Something unusual happens watching Reign Over Me, the new post-9/11 drama from writer-director Mike Binder (The Upside of Anger); the longer you have to actually think about it, the more diminished it becomes in your view. There's no denying that Reign Over Me is well-intentioned and well-acted, thanks to lead performances from Adam Sandler and Don Cheadle; at the same time, Reign Over Me feels a little off, with more than a few holes in it that become apparent viewed from a distance.
New York Dentist Alan Johnson (Cheadle) has it all -- great wife, great family, successful career. Having it all is, in fact, driving him a little nuts; where's the room for him to be him?

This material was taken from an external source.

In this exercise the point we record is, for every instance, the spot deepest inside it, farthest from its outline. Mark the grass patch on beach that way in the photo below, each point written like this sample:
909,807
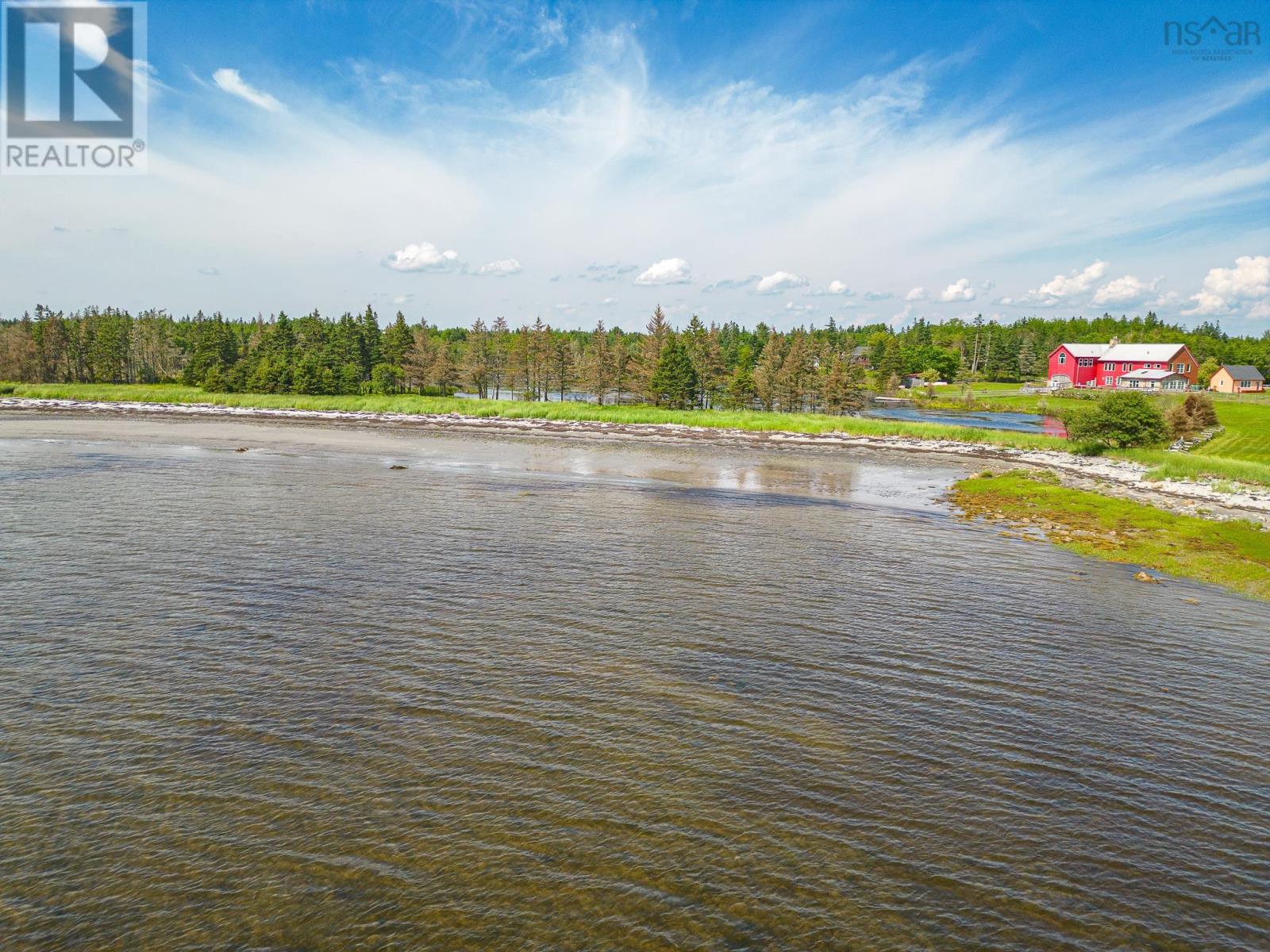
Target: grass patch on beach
1235,555
526,410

One night, by chance, he sees his old college roommate Charlie Fineman (Sandler) on the street; Alan and Charlie fell out of touch a bit after school, and Charlie's been off the map completely since his wife and three children were killed on one of the planes that crashed into the World Trade Center on 9/11. Charlie is a mess -- tic-ridden, hunched into his headphones, blotchy and haggard -- but after a few more chance meetings, he and Alan do connect, over video games, all-night jam sessions, Mel Brooks movie marathons. Alan's retreating to juvenilia because adult life is crushing him; Charlie is mired in it because it's all he has left.
Much as P.T. Anderson did in Punch-Drunk Love, Binder takes Sandler's two most prominent comedic assets -- mumble-mouthed child-like meanderings and unglued, irrational rage -- and turns them into dramatic ones. Cheadle is, as ever, rock-solid; Alan's not irresponsible, and he's not a bad husband, but he thinks he could use a break, and Cheadle gets to not only deliver a few sterling laugh lines but also do some subtler, more affecting acting.